Voting 348 for and 71 against, the House on March 16 approved $91.1 billion in deficit spending for the current fiscal year, including $67.6 billion for operations in Iraq and Afghanistan, $19 billion for Gulf Coast hurricane recovery and $4.1 billion in foreign aid. The emergency appropriations bill (HR 4939), which awaits Senate debate, would raise total Iraq-Afghanistan outlays to about $400 billion since 9/11.

The bill's war items include $2 billion for countering roadside bombs; $850 million for upgraded armor for Abrams tanks and Bradley Fighting Vehicles; $480 million for better Humvee armor; $485 million for training Iraqi and Afghan forces, and $423 million for small-scale Iraq reconstruction projects ordered by U.S. field commanders.

A yes vote was to pass the bill.

Maryland

Bartlett, yes

Pennsylvania

Shuster, yes

West Virginia

Capito, yes

Deficit dispute

Voting 89 for and 332 against, the House on March 16 defeated an amendment to strip HR 4939 of its $19 billion for Gulf Coast hurricane recovery, on grounds that the sum is not emergency spending.

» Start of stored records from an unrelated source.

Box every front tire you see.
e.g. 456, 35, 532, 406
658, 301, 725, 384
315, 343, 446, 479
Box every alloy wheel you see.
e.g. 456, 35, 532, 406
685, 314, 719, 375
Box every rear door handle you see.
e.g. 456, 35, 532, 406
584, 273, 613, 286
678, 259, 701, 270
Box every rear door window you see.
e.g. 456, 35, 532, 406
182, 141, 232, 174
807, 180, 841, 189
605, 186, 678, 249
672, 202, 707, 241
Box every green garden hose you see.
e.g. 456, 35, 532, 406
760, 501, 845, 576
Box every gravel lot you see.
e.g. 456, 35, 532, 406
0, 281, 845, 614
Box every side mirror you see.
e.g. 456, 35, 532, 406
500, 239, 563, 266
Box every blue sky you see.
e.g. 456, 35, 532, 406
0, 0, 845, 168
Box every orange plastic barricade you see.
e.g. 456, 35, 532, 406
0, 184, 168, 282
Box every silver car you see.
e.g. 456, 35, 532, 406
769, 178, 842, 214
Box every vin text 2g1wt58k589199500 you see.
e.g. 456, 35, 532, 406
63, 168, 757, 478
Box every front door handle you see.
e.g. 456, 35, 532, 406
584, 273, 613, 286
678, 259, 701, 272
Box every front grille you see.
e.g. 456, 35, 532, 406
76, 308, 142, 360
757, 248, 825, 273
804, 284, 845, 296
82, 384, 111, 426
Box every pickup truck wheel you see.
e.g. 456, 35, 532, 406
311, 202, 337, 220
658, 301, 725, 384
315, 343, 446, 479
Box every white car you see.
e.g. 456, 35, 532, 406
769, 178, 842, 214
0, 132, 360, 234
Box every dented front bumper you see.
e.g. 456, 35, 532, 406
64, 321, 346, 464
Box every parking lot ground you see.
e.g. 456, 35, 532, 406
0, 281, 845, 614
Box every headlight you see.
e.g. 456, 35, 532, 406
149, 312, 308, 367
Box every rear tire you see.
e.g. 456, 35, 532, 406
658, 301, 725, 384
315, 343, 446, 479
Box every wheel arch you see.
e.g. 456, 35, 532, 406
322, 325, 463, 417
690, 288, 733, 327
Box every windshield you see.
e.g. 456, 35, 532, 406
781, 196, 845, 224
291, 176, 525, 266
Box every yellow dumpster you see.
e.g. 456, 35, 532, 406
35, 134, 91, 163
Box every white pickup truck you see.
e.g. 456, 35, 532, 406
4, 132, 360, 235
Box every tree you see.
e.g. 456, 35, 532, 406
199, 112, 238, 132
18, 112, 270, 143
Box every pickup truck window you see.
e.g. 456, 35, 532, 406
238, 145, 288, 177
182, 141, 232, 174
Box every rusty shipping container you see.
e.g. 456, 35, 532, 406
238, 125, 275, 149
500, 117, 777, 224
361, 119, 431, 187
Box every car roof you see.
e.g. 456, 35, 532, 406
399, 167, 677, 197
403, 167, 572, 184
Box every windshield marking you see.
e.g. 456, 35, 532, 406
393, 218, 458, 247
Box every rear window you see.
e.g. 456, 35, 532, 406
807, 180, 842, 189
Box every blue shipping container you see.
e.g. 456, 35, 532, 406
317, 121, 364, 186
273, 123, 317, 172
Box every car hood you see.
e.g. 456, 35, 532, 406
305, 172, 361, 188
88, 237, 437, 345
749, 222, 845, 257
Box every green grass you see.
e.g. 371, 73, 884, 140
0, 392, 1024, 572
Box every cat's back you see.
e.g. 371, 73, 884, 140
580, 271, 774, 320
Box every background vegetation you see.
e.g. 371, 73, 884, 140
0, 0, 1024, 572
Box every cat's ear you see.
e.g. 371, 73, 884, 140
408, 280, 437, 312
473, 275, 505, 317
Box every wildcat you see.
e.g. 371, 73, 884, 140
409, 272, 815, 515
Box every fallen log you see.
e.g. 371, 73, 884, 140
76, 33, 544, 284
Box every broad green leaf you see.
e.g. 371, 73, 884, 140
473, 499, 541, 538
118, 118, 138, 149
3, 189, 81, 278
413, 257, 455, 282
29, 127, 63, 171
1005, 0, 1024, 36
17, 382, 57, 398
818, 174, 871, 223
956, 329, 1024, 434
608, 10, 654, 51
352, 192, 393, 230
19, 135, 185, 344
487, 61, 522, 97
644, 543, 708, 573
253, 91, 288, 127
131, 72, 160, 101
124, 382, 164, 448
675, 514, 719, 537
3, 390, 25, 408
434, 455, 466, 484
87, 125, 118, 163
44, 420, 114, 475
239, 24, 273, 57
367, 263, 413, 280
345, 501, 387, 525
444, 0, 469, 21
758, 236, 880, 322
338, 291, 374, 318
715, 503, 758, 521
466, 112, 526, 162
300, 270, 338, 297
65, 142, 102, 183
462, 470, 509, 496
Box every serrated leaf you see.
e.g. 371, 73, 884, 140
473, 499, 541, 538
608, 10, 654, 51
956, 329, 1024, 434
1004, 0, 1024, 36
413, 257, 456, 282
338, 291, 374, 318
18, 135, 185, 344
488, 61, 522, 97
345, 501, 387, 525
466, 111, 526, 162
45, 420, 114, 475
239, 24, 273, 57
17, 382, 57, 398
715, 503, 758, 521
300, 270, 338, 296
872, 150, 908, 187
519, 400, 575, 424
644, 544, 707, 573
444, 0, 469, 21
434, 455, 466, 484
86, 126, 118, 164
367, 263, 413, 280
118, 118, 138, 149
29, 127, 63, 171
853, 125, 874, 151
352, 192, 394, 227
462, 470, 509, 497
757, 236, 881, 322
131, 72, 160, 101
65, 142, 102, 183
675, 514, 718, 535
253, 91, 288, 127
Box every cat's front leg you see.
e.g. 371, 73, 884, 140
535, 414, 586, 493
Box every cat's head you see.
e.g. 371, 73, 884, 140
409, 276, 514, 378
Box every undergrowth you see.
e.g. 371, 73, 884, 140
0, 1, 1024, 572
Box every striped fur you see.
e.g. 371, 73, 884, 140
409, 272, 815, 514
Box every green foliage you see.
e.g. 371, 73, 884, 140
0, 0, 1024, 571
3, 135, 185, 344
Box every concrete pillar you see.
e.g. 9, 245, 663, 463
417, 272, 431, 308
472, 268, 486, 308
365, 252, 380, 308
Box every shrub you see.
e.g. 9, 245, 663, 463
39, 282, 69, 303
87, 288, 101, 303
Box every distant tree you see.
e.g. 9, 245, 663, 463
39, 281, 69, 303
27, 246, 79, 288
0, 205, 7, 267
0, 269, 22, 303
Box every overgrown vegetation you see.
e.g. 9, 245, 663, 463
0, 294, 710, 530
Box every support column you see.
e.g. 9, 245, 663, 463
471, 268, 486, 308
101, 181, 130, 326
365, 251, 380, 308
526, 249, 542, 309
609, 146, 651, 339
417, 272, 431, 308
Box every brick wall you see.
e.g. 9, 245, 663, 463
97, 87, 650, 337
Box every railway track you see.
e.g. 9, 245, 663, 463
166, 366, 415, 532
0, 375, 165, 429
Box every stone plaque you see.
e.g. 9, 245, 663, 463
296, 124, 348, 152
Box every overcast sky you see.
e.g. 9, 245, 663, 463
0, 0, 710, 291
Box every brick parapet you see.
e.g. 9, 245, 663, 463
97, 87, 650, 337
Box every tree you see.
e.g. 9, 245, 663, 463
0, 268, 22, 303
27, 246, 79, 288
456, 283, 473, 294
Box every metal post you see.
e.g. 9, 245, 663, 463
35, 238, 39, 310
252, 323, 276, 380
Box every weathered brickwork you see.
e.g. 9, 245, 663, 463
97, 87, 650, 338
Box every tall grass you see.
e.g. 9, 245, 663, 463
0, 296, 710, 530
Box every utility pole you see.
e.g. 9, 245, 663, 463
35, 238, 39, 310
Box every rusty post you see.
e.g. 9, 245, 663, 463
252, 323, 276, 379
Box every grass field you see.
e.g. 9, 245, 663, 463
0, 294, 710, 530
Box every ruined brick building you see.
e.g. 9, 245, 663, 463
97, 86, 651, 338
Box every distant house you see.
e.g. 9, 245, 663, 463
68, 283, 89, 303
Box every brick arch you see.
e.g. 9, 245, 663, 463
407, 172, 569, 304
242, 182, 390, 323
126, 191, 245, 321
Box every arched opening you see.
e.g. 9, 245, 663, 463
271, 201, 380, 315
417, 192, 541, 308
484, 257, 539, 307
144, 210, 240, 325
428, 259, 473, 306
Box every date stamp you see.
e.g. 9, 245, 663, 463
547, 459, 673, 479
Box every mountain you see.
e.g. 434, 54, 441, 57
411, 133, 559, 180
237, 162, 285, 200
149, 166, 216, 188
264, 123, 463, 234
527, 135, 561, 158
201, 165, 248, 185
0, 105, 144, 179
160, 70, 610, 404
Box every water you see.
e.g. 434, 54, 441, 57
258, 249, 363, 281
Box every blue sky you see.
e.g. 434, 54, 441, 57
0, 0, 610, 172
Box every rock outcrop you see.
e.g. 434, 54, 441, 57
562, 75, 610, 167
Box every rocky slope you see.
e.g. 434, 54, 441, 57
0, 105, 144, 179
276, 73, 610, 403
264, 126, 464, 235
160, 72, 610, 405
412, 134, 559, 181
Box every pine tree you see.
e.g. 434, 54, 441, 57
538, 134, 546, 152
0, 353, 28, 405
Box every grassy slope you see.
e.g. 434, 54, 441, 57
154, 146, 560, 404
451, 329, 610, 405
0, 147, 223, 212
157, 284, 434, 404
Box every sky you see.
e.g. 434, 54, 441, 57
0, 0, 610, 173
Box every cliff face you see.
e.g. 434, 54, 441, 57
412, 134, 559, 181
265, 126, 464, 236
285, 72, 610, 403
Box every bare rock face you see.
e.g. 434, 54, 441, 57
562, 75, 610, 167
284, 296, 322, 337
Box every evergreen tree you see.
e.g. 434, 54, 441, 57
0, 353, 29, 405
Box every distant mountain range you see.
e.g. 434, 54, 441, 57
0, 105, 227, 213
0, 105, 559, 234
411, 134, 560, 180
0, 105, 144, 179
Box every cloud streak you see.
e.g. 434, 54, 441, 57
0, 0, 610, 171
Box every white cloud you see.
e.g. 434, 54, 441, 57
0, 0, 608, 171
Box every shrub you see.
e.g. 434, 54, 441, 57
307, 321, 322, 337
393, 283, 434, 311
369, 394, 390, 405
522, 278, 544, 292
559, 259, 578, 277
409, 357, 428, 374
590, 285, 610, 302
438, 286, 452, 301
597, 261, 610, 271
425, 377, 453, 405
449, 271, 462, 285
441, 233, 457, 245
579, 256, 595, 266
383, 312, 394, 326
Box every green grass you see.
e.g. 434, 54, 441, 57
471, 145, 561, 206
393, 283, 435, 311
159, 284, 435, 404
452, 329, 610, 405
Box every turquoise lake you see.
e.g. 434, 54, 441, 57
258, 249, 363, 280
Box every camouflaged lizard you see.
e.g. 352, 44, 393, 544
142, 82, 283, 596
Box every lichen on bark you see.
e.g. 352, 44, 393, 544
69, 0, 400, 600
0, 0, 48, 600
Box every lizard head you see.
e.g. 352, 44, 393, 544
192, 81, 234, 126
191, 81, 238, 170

A yes vote backed a separate bill for hurricane recovery.

Maryland

Bartlett, yes

Pennsylvania

Shuster, yes

West Virginia

Capito, no

U.S. port security

Voting 208 for and 210 against, the House on March 16 defeated an amendment to HR 4939 to increase spending for U.S. port security by $1.2 billion in fiscal 2006. In part, the amendment sought to expand overseas container inspections to all 140 ports that ship directly to the United States, more than tripling the number of ports doing such inspections.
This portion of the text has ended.